Tukang Ojek di Puncak Jaya Dianiaya KKB, Dibuang ke Jurang Sedalam 500 Meter
Korban dianiaya menggunakan senjata tajam di bagian kepala dan kaki. Jasad dibuang ke dalam jurang
Kelompok kriminal bersenjata (KKB) pimpinan Lekagak Telenggen diduga menganiaya seorang warga bernama Syafaruddin, menggunakan senjata tajam.
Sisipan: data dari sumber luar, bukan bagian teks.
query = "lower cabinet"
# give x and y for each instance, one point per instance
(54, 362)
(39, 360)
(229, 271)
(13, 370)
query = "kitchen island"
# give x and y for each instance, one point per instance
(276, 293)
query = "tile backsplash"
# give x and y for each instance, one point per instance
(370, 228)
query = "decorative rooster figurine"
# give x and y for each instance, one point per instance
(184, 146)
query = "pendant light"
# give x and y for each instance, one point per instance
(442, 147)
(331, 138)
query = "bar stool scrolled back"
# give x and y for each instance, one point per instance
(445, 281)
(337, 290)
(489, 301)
Korban diketahui berprofesi sebagai tukang ojek.
Kepala Operasi Damai Cartenz Brigjen Faizal Ramadhani mengatakan, aksi penganiayaan tersebut terjadi di kawasan pegunungan Distrik Wanwi, Kabupaten Puncak Jaya.
"Informasi ini bermula dari laporan masyarakat pada Hari Sabtu (12/7) di SPKT Polres Puncak Jaya," kata Faizal dalam keterangannya, Minggu (13/7).
Satgas Ops Damai Cartenz bersama Polres Puncak Jaya dan TNI kemudian merespons cepat dan melakukan pencarian serta evakuasi terhadap korban pada pukul 14.25 WIT.
"Dengan medan yang sulit dijangkau, personel Satgas Ops Damai Cartenz bersama anggota Polres Puncak Jaya dan TNI, telah berhasil menjangkau korban dengan menempuh jalur yang cukup ekstrem menuruni jurang sedalam 500 meter demi mengangkat korban," ujarnya.
"Menurut informasi dari masyarakat bahwa sebelumnya korban diketahui terakhir terlihat pada Jumat (11/7)," sambungnya.
Kemudian, pada Sabtu (12/7) Pukul 11.45 WIT, korban mengembuskan napas terakhirnya di wilayah Distrik Wanwi.
"Diduga kuat menjadi korban penganiayaan menggunakan senjata tajam di bagian kepala dan kaki sebelum jasadnya dibuang ke dalam jurang," ucapnya.
Dia mengungkapkan, dengan kondisi medan yang begitu curam dan berbukit, membuat proses evakuasi berjalan dengan penuh tantangan.
"Tim harus berjalan kaki sejauh 5 kilometer dan menuruni jurang sebelum berhasil mengevakuasi jenazah korban yang kemudian dibawa menggunakan motor ke jembatan Distrik Wanwi, dan selanjutnya diangkut dengan ambulans ke RSUD Mulia pada pukul 16.30 WIT," ungkapnya.
Jenazah korban disebutnya tiba di RSUD Mulia pukul 17.20 WIT untuk dilakukan pemeriksaan medis, dan selanjutnya akan dipulangkan ke kampung halaman di Makassar.
Sementara itu, Kasatgas Humas Ops Damai Cartenz Kombes Yusuf Sutejo juga turut menyampaikan imbauan kepada masyarakat untuk tetap tenang dan waspada.
"Kami mengimbau masyarakat untuk tetap tenang dan waspada, jangan ragu melaporkan aktivitas mencurigakan kepada aparat," ujarnya.
"Kejadian ini menjadi pengingat akan risiko yang dihadapi masyarakat sipil di daerah Puncak Jaya. Namun respons cepat aparat gabungan Satgas Ops Damai Cartenz bersama TNI di Puncak Jaya menunjukkan komitmen penuh negara dalam menjamin keamanan dan kemanusiaan di Tanah Papua," pungkasnya.